North Dakota’s Bakken gas pipeline plan taking shape

Steve Hallstrom
Special to The Farmer
North Dakota Governor Kelly Armstrong says there may be an announcement from at least one tech giant to commit to a natural gas pipeline by the end of the year with the goal of powering a massive new data center.
Armstrong is pushing for a much-discussed energy project that would leverage the Bakken’s abundant natural gas resources to power a new wave of economic development in the rapidly expanding data center industry. In an exclusive interview with The Farmer, and AM 1090 The Flag, Armstrong outlined a vision for a west-to-east liquefied natural gas (LNG) pipeline, a project he believes could position North Dakota as a hub for tech-driven economic growth.
“There are a lot of different factors in this,” said Armstrong, “but the state’s portion of this is $100 million in capacity on the line. I’m pretty adamant the state shouldn’t build it and the state shouldn’t own it. But as opposed to just doing a fixed interest rate loan, what you need is a private company that builds that pipeline to have end-use contracts along the way, because they’re expensive to build and they’re time-consuming to build.”

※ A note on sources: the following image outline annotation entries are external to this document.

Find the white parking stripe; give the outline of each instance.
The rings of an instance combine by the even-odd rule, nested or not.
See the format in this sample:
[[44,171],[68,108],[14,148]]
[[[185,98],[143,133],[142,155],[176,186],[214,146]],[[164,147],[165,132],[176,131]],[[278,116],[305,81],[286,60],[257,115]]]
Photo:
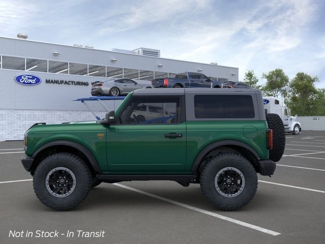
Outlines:
[[313,147],[325,147],[324,146],[314,146],[311,145],[294,145],[293,144],[286,144],[288,146],[312,146]]
[[0,154],[23,154],[24,151],[8,151],[6,152],[0,152]]
[[305,157],[305,156],[292,156],[297,157],[297,158],[304,158],[305,159],[325,159],[324,158],[313,158],[312,157]]
[[308,154],[323,154],[324,152],[325,152],[325,151],[318,151],[317,152],[308,152],[307,154],[292,154],[292,155],[282,155],[282,157],[300,156],[300,155],[308,155]]
[[262,232],[266,233],[267,234],[269,234],[272,235],[278,235],[281,234],[280,233],[276,232],[275,231],[273,231],[272,230],[268,230],[267,229],[265,229],[262,227],[260,227],[259,226],[257,226],[256,225],[251,225],[250,224],[248,224],[248,223],[243,222],[242,221],[240,221],[239,220],[235,220],[234,219],[232,219],[231,218],[226,217],[225,216],[223,216],[223,215],[218,215],[217,214],[215,214],[213,212],[210,212],[210,211],[207,211],[206,210],[202,209],[201,208],[199,208],[198,207],[193,207],[192,206],[190,206],[189,205],[185,204],[184,203],[182,203],[181,202],[177,202],[176,201],[174,201],[173,200],[169,199],[168,198],[166,198],[165,197],[160,197],[159,196],[157,196],[156,195],[152,194],[151,193],[149,193],[148,192],[144,192],[143,191],[141,191],[140,190],[136,189],[135,188],[132,188],[131,187],[127,187],[126,186],[124,186],[123,185],[119,184],[117,183],[114,183],[113,185],[114,185],[117,187],[121,187],[122,188],[124,188],[125,189],[129,190],[130,191],[133,191],[134,192],[137,192],[138,193],[140,193],[141,194],[145,195],[146,196],[148,196],[149,197],[153,197],[154,198],[156,198],[159,200],[161,200],[162,201],[164,201],[165,202],[169,202],[170,203],[172,203],[175,205],[177,205],[178,206],[180,206],[181,207],[185,207],[186,208],[193,210],[194,211],[197,211],[198,212],[200,212],[202,214],[204,214],[205,215],[209,215],[210,216],[212,216],[213,217],[217,218],[218,219],[220,219],[223,220],[225,220],[226,221],[229,221],[230,222],[234,223],[235,224],[237,224],[239,225],[241,225],[243,226],[245,226],[246,227],[250,228],[251,229],[253,229],[256,230],[258,230],[258,231],[261,231]]
[[294,148],[284,148],[285,150],[294,150],[296,151],[323,151],[325,152],[325,151],[316,151],[315,150],[306,150],[304,149],[294,149]]
[[14,182],[28,181],[29,180],[32,180],[32,179],[19,179],[18,180],[10,180],[10,181],[1,181],[0,184],[3,184],[4,183],[13,183]]
[[319,190],[311,189],[310,188],[305,188],[304,187],[296,187],[295,186],[290,186],[289,185],[280,184],[279,183],[274,183],[274,182],[265,181],[264,180],[258,180],[258,182],[262,182],[263,183],[267,183],[268,184],[276,185],[277,186],[281,186],[282,187],[291,187],[291,188],[296,188],[297,189],[306,190],[307,191],[310,191],[311,192],[320,192],[320,193],[325,193],[325,191],[320,191]]
[[277,166],[290,167],[291,168],[298,168],[298,169],[311,169],[311,170],[319,170],[320,171],[325,171],[325,169],[314,169],[313,168],[306,168],[305,167],[292,166],[292,165],[284,165],[283,164],[276,164],[276,166]]
[[311,143],[311,144],[325,144],[325,142],[307,142],[307,141],[290,141],[290,142],[298,142],[299,143]]
[[23,150],[24,148],[0,149],[0,151],[9,151],[10,150]]

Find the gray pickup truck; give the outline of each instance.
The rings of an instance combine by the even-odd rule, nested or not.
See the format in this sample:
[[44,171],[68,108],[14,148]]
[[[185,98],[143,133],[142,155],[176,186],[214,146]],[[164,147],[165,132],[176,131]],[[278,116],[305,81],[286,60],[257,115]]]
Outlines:
[[222,88],[222,83],[211,79],[203,74],[194,72],[185,72],[176,75],[174,78],[165,78],[157,79],[151,81],[154,88]]

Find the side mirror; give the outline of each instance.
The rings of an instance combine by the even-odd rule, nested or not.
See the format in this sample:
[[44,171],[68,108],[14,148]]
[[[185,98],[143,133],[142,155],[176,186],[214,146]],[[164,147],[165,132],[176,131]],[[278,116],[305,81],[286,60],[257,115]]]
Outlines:
[[103,125],[109,125],[110,124],[114,124],[116,121],[115,118],[115,111],[110,111],[107,113],[105,115],[105,118],[98,120],[97,122]]

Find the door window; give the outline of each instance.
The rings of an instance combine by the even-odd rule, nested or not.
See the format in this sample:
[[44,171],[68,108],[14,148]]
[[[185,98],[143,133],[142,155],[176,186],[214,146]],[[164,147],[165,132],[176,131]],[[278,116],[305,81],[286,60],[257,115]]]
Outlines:
[[124,125],[179,124],[180,97],[133,97],[120,117]]

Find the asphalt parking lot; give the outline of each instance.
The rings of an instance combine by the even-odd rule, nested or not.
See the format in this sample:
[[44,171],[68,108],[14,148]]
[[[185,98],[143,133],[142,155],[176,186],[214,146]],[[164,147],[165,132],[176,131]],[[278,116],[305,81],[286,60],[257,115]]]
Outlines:
[[[324,131],[287,135],[274,175],[258,175],[254,198],[232,212],[213,208],[199,185],[169,181],[102,184],[76,209],[55,211],[36,198],[22,148],[22,141],[0,142],[0,243],[325,243]],[[36,237],[38,230],[59,234]]]

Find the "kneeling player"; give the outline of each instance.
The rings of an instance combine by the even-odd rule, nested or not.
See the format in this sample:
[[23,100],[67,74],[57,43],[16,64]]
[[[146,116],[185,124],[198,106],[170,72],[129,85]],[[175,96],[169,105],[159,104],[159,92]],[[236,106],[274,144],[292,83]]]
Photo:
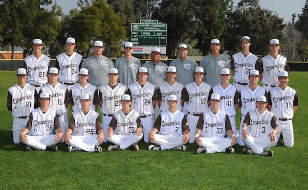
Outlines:
[[99,145],[104,141],[104,132],[99,114],[90,108],[89,95],[80,96],[80,104],[81,109],[72,113],[66,130],[65,141],[69,145],[67,149],[69,152],[82,149],[88,152],[102,152],[102,147]]
[[115,144],[110,145],[108,151],[121,150],[127,148],[139,150],[137,143],[142,139],[143,135],[140,115],[131,108],[132,100],[129,95],[122,95],[121,104],[122,109],[114,114],[108,128],[107,140]]
[[[220,101],[219,94],[212,94],[211,109],[200,116],[195,136],[196,143],[201,146],[197,149],[197,154],[234,153],[232,146],[236,143],[237,136],[232,130],[229,116],[219,109]],[[231,138],[224,138],[226,131]]]
[[[169,95],[169,108],[161,112],[149,133],[149,140],[157,145],[149,146],[149,150],[164,150],[172,148],[185,151],[189,141],[189,127],[185,115],[176,109],[178,103],[176,95]],[[159,132],[159,134],[156,134]]]
[[[243,153],[272,156],[273,151],[268,150],[277,142],[276,134],[279,132],[277,119],[266,110],[265,96],[258,96],[257,106],[257,109],[248,112],[243,122],[243,140],[247,147],[243,149]],[[249,132],[247,126],[250,128]]]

North Dakota is already an energy transport hub. According to the North Dakota Pipeline Authority, the state had over 20,000 miles of pipelines at the end of 2024, including approximately 7,000 miles of crude oil pipelines, 9,000 miles of natural gas pipelines, and 4,000 miles of other “refined product” pipelines. The Dakota Access Pipeline, a 1,172-mile crude oil pipeline operational since 2017, is among the most prominent, transporting up to 750,000 barrels of oil daily from the Bakken Formation to Illinois. Additionally, the state has seen recent developments like the Summit Carbon Solutions’ CO2 pipeline, approved in 2024, which is projected to span more than 2,500 miles across five states for carbon sequestration.